I walked over and opened the door.

“Oh Sandra!”

She was lying, half sitting, pushing herself up on the icy pavement, only two steps down from the door. One foot bare save for the faux skin-coloured tights. She turned around to cars beeping as they passed the scene on the busy road.

“For goodness sakes Sandra!”

There was a gash, covered in pouring blood, up near her right temple. I carefully walked down the gritted stairs. “How the hell did you get so bloody drunk on samples?!” I didn’t expect an answer as she sat up, murmuring.

“What are you saying?!”

The host turned up at the door with a gust of warm air pouring from inside. Behind his shoulder I could Hyacinth Bouquet, peering over. Noticing the blood he asked “Should I call an ambulance?”

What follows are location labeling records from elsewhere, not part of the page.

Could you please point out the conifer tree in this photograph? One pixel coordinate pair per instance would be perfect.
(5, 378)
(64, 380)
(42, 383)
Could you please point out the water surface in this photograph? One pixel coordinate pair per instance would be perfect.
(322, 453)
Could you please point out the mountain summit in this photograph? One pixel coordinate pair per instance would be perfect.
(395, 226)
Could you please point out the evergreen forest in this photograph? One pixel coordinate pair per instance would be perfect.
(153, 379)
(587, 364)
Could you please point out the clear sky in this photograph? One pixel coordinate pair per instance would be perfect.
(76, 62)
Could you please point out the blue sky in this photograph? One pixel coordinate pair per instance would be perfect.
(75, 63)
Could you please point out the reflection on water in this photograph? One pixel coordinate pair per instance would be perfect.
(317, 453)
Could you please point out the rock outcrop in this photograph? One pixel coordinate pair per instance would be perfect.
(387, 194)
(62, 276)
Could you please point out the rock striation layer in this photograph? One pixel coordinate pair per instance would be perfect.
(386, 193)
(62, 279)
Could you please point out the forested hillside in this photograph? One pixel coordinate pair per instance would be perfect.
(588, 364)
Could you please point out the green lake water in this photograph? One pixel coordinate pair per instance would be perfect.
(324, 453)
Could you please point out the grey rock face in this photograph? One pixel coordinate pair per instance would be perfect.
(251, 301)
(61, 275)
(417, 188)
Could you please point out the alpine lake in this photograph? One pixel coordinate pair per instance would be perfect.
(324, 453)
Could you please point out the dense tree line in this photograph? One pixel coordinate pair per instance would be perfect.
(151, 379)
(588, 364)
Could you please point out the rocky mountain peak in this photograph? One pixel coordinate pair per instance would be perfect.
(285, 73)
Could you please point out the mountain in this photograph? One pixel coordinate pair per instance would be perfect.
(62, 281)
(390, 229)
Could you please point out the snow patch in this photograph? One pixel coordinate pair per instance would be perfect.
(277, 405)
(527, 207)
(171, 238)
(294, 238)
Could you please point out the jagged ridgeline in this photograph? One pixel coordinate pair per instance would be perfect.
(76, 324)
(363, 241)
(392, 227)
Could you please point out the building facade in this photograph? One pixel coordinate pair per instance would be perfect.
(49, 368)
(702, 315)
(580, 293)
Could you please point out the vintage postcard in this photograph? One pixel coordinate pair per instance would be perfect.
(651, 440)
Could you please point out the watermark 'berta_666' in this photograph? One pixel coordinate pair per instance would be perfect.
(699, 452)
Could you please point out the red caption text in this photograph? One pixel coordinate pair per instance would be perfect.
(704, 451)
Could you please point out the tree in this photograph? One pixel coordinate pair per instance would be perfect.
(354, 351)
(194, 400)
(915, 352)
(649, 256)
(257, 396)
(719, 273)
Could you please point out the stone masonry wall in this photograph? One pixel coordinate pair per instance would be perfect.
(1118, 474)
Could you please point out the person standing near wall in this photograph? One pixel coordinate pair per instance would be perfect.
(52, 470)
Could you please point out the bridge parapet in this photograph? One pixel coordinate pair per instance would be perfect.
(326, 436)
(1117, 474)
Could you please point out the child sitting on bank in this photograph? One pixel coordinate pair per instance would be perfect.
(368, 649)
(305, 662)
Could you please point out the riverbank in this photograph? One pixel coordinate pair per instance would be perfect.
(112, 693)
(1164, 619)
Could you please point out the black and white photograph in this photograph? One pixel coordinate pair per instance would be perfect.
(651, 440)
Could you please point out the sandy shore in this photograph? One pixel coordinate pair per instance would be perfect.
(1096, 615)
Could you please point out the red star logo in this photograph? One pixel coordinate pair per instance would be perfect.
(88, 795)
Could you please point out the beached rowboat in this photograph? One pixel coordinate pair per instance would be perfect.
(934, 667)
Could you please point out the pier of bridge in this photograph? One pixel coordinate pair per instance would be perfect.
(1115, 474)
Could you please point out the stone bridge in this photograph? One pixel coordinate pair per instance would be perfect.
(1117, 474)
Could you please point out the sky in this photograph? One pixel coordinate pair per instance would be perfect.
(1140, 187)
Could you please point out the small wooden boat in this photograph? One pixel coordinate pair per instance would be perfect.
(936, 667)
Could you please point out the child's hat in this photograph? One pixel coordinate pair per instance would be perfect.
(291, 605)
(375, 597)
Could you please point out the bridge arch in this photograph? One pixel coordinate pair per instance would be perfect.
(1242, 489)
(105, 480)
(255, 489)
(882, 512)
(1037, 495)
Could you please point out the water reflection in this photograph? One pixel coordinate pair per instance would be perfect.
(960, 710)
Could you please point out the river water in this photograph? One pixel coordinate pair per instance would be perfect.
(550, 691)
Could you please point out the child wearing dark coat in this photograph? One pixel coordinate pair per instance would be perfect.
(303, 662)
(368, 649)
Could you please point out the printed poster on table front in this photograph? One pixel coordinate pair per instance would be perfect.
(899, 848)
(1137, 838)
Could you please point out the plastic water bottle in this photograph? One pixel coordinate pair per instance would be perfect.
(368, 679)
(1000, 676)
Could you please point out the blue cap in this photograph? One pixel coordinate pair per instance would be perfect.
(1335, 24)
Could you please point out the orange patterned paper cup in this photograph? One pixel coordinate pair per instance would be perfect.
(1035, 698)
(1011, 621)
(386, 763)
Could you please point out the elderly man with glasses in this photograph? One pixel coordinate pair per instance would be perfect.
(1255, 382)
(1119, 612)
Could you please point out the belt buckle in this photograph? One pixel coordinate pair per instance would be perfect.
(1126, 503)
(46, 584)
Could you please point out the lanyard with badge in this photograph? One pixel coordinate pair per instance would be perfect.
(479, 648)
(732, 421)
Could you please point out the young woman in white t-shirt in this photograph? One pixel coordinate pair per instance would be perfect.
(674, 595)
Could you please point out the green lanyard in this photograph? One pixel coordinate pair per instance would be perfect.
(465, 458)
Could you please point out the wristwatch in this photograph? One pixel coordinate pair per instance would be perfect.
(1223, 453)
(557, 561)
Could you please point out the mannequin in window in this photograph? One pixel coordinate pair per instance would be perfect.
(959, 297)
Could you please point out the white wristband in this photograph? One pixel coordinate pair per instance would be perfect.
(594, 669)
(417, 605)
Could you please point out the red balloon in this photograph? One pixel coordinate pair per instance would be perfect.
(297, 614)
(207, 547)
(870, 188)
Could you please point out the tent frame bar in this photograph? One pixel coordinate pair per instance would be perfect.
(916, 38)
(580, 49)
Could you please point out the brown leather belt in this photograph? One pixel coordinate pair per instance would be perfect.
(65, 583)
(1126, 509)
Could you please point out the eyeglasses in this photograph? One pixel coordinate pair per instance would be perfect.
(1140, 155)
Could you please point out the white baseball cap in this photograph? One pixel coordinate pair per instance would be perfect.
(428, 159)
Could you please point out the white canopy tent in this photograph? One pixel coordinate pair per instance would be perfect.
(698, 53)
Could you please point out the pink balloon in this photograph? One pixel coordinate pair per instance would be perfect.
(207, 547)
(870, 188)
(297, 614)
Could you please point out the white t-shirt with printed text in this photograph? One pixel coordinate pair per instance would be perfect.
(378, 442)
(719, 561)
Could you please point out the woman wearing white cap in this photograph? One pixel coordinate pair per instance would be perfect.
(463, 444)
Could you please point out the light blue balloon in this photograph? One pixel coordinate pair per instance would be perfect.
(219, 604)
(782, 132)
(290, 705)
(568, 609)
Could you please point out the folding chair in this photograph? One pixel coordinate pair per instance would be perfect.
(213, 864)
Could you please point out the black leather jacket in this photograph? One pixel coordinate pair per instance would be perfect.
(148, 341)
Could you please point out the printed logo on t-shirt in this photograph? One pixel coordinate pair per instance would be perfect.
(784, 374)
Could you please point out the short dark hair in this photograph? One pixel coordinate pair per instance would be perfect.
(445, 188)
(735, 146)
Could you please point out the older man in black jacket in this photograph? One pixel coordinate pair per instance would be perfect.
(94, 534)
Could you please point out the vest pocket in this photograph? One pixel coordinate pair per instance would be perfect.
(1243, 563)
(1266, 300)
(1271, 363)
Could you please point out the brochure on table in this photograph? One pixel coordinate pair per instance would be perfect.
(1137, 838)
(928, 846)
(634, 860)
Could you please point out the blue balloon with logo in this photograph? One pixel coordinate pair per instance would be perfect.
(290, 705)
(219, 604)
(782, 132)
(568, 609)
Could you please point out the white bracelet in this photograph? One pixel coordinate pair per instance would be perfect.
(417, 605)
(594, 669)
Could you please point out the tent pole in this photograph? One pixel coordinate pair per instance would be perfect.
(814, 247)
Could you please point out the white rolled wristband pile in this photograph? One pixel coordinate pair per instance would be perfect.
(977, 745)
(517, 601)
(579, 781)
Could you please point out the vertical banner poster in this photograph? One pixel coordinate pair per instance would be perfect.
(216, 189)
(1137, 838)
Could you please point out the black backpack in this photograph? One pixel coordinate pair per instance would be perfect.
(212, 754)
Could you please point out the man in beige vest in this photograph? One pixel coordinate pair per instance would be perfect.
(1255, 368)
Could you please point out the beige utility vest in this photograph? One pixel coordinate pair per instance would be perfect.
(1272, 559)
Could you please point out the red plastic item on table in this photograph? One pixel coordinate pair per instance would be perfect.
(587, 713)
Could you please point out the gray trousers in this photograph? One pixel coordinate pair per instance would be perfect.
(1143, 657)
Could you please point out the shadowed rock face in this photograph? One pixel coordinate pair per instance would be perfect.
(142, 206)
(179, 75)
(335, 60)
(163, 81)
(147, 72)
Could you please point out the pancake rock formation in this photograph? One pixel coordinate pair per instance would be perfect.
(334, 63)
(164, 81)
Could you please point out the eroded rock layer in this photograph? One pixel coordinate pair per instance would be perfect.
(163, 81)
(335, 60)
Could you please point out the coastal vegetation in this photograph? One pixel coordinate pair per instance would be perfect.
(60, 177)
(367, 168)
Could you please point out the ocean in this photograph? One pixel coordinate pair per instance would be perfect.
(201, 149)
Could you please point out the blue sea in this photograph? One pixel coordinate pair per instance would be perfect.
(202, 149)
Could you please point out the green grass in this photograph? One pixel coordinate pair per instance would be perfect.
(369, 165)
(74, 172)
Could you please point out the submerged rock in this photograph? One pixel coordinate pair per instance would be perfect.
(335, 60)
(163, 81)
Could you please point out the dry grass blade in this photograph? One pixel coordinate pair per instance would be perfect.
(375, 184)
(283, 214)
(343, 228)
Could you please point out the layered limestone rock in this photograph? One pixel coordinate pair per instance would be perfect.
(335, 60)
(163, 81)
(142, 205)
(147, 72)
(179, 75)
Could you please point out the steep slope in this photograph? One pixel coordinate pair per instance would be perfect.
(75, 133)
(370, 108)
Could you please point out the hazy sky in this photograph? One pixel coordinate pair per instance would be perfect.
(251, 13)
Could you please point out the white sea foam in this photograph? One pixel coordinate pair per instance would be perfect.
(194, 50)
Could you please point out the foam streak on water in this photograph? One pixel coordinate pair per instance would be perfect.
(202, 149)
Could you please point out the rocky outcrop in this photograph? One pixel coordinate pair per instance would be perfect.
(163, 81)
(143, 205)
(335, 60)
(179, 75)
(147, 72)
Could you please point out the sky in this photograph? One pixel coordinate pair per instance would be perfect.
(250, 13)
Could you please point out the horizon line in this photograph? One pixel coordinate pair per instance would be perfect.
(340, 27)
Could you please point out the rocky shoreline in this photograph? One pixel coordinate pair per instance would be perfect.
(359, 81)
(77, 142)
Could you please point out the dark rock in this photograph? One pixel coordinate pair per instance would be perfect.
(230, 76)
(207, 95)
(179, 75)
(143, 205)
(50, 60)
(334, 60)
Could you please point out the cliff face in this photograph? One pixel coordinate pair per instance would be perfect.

“No, I’ll get her…” She stopped me in my tracks to shake my arm.

“There! That, that, bloody, bl… restaurant!”

She pointed over the road and sure enough, even in her inebriated state she’d noticed the restaurant that barred us after her last competition win.

She screamed across the road, “You… your LANG-U-AGE STINKS!”

There was a gasp from behind the wine-tasting host.

“Sandra, Sandra!” I slapped her arm. “It was bloody linguine. Ling-gwee-nee!”